可她咬着牙,开始起舞。
那是她曾经为了取悦他,偷偷学了很久的惊鸿舞。
衣袖翻飞,身姿曼妙,可每一步都踩在刀山火海之上,痛不欲生。
汗水瞬间浸湿了她的衣衫,与脚底烫伤带来的生理性泪水混合在一起,模糊了她的视线。
模模糊糊中,她看到虞清欢从房间里走了出来,披着萧衍的外袍,依偎在他怀里,正笑吟吟地看着她受刑。
萧衍揽着虞清欢的纤腰,低头在她耳边轻语,声音是叶倾歌从未听过的温柔:“本王知道你素来不喜欢她,如今这般为你出气了,你可开心?”
虞清欢娇矜地哼了一声,眼波流转,带着得意:“还算王爷有心。”
萧衍低笑,手指摩挲着她的脸颊,带着一丝诱哄:“那……今晚让本王留下?”
虞清欢这次没有拒绝,只是娇羞地低下头。
萧衍朗声一笑,直接打横将虞清欢抱起,大步走回了屋内。
紧接着,紧闭的房门内,传来了男女欢爱的暧昧声响,女子的娇吟与男子的低喘交织在一起,清晰地传入叶倾歌的耳中。

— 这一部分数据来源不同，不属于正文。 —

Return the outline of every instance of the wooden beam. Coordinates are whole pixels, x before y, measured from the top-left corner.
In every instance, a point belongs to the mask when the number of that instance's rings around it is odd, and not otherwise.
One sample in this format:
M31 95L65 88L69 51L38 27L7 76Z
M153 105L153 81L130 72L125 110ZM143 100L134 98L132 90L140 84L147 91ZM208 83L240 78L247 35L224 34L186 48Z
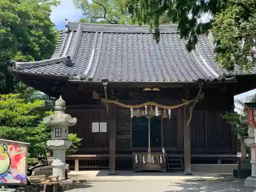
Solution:
M116 173L116 106L110 103L110 170L109 175L117 175Z

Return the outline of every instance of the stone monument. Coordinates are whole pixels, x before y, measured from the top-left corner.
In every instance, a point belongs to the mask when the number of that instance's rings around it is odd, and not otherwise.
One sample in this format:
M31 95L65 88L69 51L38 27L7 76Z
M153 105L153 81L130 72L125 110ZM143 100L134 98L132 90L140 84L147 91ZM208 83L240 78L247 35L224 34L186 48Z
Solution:
M256 98L254 97L250 101L251 102L256 102ZM254 124L249 124L249 120L246 117L241 116L240 117L240 122L243 124L248 124L248 138L244 140L244 142L247 146L251 150L250 158L251 166L251 175L245 179L244 181L245 185L246 186L256 186L255 176L255 144L254 144Z
M65 110L66 102L60 96L55 101L54 114L43 119L45 124L52 127L51 140L47 144L53 151L52 175L59 176L60 181L66 179L66 151L72 144L69 141L69 126L75 125L77 122L76 118L66 114Z

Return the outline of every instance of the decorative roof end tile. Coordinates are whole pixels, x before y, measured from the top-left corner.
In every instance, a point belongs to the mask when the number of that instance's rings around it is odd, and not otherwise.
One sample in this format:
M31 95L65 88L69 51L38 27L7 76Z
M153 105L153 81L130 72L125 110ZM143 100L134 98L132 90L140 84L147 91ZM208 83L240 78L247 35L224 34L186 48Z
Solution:
M74 62L72 62L72 59L70 57L70 56L68 56L67 57L67 60L65 62L65 65L68 67L73 67L75 63Z

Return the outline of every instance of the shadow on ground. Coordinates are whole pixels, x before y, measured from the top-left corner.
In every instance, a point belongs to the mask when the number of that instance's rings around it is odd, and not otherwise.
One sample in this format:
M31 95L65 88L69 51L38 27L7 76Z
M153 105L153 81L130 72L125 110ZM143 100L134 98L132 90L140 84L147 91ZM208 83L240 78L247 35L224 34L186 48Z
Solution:
M212 191L212 192L254 192L256 187L245 187L244 180L227 179L185 179L182 182L172 183L169 187L175 186L177 190L162 192Z
M72 189L82 189L93 187L93 185L90 185L89 183L75 183L72 185Z

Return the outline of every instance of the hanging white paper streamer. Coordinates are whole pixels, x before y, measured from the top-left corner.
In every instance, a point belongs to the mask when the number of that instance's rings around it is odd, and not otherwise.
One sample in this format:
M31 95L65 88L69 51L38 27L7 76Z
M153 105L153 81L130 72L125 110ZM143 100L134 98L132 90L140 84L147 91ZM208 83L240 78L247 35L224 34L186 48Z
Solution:
M160 115L159 111L158 110L158 108L157 107L157 106L156 106L156 107L155 108L155 112L156 112L156 116L157 117Z
M152 156L152 163L155 163L155 160L154 160L154 156Z
M131 118L133 118L133 109L131 108Z
M169 119L170 119L170 115L172 115L172 111L170 111L170 109L169 109L168 110L168 116L169 117Z
M143 155L143 157L142 158L142 162L143 164L146 164L146 159L145 158L145 156Z
M147 114L147 106L145 105L145 115Z

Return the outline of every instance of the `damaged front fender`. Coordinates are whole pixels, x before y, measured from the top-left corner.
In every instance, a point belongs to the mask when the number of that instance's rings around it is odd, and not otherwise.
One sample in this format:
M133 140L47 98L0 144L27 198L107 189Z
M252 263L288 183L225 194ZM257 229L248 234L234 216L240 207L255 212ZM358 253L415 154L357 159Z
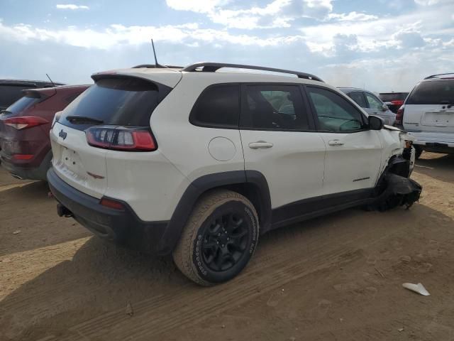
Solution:
M405 205L409 209L419 200L422 186L409 178L409 163L404 156L389 161L376 188L373 208L384 211Z

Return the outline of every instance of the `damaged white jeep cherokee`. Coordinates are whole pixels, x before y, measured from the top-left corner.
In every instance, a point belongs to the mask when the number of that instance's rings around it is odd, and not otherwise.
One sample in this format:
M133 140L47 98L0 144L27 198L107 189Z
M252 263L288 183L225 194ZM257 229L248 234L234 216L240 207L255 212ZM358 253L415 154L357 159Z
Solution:
M202 63L92 78L50 131L59 215L172 253L199 284L238 274L270 229L419 197L406 134L314 75Z

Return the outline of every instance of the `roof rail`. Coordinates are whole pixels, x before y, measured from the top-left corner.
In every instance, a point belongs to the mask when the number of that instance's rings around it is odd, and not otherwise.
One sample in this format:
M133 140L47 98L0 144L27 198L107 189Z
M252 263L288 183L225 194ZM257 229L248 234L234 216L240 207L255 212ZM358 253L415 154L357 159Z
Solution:
M162 68L168 68L168 69L182 69L182 66L175 66L175 65L157 65L156 66L155 64L140 64L140 65L133 66L133 69L140 69L142 67L146 67L148 69L162 69Z
M304 78L306 80L317 80L319 82L323 82L323 80L311 75L310 73L300 72L299 71L291 71L289 70L275 69L274 67L265 67L263 66L254 66L254 65L243 65L240 64L226 64L223 63L196 63L191 65L188 65L186 67L182 69L182 71L193 72L197 71L197 69L201 68L201 71L204 72L214 72L223 67L232 67L235 69L250 69L250 70L260 70L262 71L271 71L273 72L288 73L290 75L296 75L298 78Z
M425 80L431 80L432 78L436 78L437 76L445 76L446 75L454 75L454 72L439 73L438 75L432 75L431 76L426 77L424 79Z

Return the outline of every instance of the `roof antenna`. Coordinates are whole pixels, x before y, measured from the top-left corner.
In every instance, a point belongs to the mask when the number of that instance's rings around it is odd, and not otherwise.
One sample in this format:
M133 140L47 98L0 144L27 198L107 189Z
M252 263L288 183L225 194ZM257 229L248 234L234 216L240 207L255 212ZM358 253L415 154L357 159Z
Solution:
M54 87L54 92L55 92L54 94L55 94L57 93L57 89L56 89L57 87L55 87L55 84L54 83L53 80L50 79L50 77L49 77L49 75L46 73L45 75L48 76L48 78L49 78L49 80L52 83L52 86Z
M161 65L159 63L157 63L157 58L156 58L156 50L155 50L155 43L153 43L153 38L151 39L151 45L153 48L153 55L155 55L155 67L167 67L166 65Z

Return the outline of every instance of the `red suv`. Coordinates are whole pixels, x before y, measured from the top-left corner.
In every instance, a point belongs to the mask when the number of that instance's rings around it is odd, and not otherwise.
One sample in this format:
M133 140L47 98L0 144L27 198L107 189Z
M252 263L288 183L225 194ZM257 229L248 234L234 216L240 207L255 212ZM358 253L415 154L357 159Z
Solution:
M52 160L49 131L54 116L88 87L23 90L22 98L0 113L1 166L15 178L45 180Z

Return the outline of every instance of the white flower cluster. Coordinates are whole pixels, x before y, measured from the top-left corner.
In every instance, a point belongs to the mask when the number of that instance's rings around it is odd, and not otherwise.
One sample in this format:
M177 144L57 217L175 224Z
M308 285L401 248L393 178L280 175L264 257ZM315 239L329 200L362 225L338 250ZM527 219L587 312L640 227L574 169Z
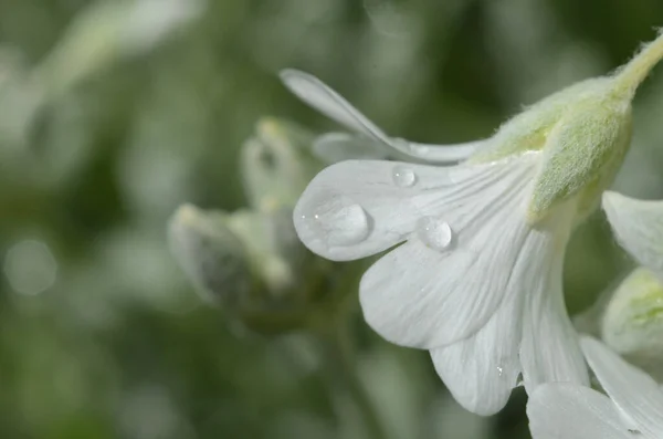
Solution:
M618 241L663 275L663 205L604 192L630 146L633 95L662 56L660 36L614 74L460 145L390 137L317 79L285 71L292 92L354 132L316 140L337 163L302 195L297 234L334 261L388 250L361 279L364 316L386 339L428 349L467 410L495 414L523 383L535 438L661 438L663 395L580 339L562 265L570 233L602 199ZM588 387L586 360L608 397Z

那一刻,叶倾歌觉得自己的心,连同那双在火炭上煎熬的脚,一起被碾碎了。
每一下舞步,都像是踩在自己破碎的心上。
屋内的旖旎春色与她屋外的烈焰焚身,形成了最残忍的对比。
他在里面与新人极尽缠绵,她在外面为他的一句“哄她开心”而承受酷刑。